In early 2019 "O Filho Do Recluso" was released: the traditional Portuguese song was arranged by Arnò and performed by Maro, a talented young singer with an intense, poignant voice. The song was featured in a dream-like, visionary art-video by the Japanese director and fashion photographer Karina Taira. In March 2019 the new Common Mama single You're My Life was released. In its review, Panorama.it called it "The art of pop in three minutes."

The summer of 2019 is made by the funk vibrations of Go For Gold (with Dede and Javier Starks).
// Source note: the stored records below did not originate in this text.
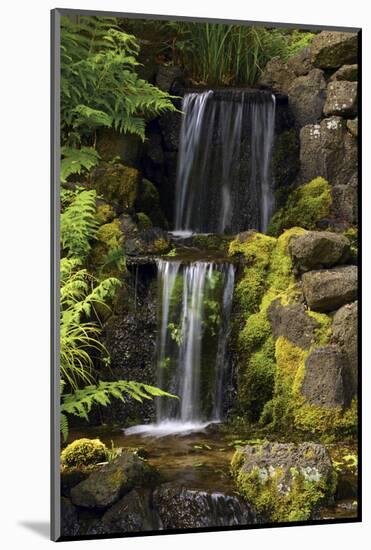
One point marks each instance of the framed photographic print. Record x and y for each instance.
(205, 191)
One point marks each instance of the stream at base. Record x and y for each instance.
(200, 460)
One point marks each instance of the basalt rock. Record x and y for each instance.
(341, 99)
(307, 96)
(183, 508)
(331, 49)
(316, 249)
(346, 72)
(105, 486)
(284, 481)
(293, 323)
(345, 335)
(327, 378)
(329, 289)
(328, 150)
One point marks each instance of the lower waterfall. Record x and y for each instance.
(195, 303)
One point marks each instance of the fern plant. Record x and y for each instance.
(78, 224)
(99, 83)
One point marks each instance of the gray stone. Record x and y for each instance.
(329, 289)
(346, 72)
(316, 249)
(328, 150)
(127, 147)
(293, 323)
(186, 508)
(352, 126)
(326, 378)
(307, 96)
(277, 75)
(341, 99)
(105, 486)
(301, 63)
(345, 201)
(130, 514)
(345, 335)
(331, 49)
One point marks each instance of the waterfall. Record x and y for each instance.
(224, 182)
(194, 314)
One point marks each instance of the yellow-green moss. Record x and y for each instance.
(264, 490)
(105, 213)
(107, 252)
(84, 452)
(143, 221)
(305, 206)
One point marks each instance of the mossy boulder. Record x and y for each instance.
(107, 254)
(118, 184)
(331, 49)
(305, 206)
(341, 99)
(318, 249)
(105, 486)
(329, 289)
(283, 481)
(84, 452)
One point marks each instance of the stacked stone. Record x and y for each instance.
(321, 84)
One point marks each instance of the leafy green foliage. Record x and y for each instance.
(214, 53)
(77, 161)
(79, 338)
(99, 83)
(78, 224)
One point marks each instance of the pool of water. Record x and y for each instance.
(201, 460)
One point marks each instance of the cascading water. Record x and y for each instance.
(224, 182)
(195, 305)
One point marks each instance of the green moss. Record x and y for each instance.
(264, 490)
(116, 183)
(143, 221)
(107, 256)
(305, 206)
(105, 213)
(84, 452)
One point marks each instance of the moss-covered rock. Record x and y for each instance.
(283, 481)
(117, 184)
(84, 452)
(305, 206)
(107, 254)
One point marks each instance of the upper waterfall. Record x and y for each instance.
(224, 182)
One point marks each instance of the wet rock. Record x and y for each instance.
(132, 513)
(345, 201)
(326, 378)
(316, 249)
(341, 99)
(167, 77)
(105, 486)
(345, 335)
(293, 323)
(307, 96)
(284, 481)
(331, 49)
(346, 72)
(352, 126)
(183, 508)
(69, 518)
(277, 75)
(127, 147)
(118, 184)
(328, 150)
(329, 289)
(301, 63)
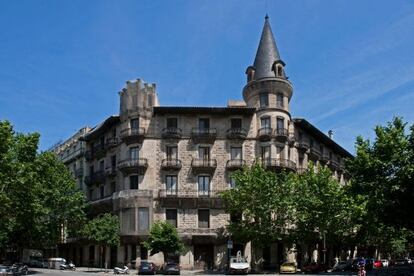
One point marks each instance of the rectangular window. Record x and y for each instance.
(143, 218)
(280, 123)
(265, 122)
(102, 191)
(134, 123)
(203, 123)
(279, 100)
(172, 152)
(235, 153)
(171, 184)
(128, 220)
(171, 216)
(204, 153)
(172, 122)
(203, 185)
(134, 153)
(204, 218)
(264, 100)
(133, 182)
(236, 123)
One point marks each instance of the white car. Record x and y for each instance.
(385, 263)
(239, 265)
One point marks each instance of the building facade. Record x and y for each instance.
(153, 162)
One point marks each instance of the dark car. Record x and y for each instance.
(315, 268)
(146, 267)
(172, 268)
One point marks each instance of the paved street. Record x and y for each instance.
(400, 271)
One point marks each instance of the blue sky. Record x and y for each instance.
(62, 63)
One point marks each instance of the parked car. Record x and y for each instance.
(171, 268)
(342, 266)
(5, 270)
(147, 267)
(315, 268)
(288, 267)
(239, 265)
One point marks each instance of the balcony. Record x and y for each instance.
(204, 135)
(79, 172)
(110, 171)
(235, 164)
(171, 133)
(281, 134)
(264, 133)
(200, 165)
(279, 164)
(314, 154)
(173, 198)
(236, 133)
(171, 164)
(302, 146)
(95, 178)
(135, 165)
(111, 143)
(132, 135)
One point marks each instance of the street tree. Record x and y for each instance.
(103, 231)
(164, 238)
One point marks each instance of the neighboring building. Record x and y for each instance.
(155, 162)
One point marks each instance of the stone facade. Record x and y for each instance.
(152, 163)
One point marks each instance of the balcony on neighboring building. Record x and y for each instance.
(235, 164)
(279, 164)
(314, 154)
(203, 135)
(110, 171)
(302, 146)
(111, 143)
(281, 134)
(264, 133)
(171, 164)
(79, 172)
(132, 135)
(201, 165)
(236, 133)
(171, 133)
(207, 198)
(133, 165)
(95, 178)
My Yiddishe Momme/The Click Song, published on May 18, 2020, produced and arranged by Arnò, is a reinterpretation of an a cappella version sung by Mama Africa in 2008, linked in medley with another piece of African tradition, The Click Song. "We created an instant song thanks to an intuition of Caterina Caselli, linked to Miriam by a solid friendship" says the producer and composer. On June 19 What Love was released: a single written and produced by Arnò and recorded between Zimbabwe (with the contribution of Isaac and Daniel Gonora and the Zimbabwe Kids Choir), Chicago, Los Angeles and Milan. Among the musicians involved were the jazz legend Pharoah Sanders, Angel Bat Dawid, B'Rael Ali Thunder and a team of session men including Paolo Costa, Giorgio Cocilovo, Daniele Comoglio, and Luana Heredia.

There Was An Angel, present on all streaming platforms since June 26, is the song that captures the encounter between the soul vibes of Samora Pinderhughes and the urban flow of Precious Ebony, leading exponent of the avant-garde Queer Ballroom Scene in New York.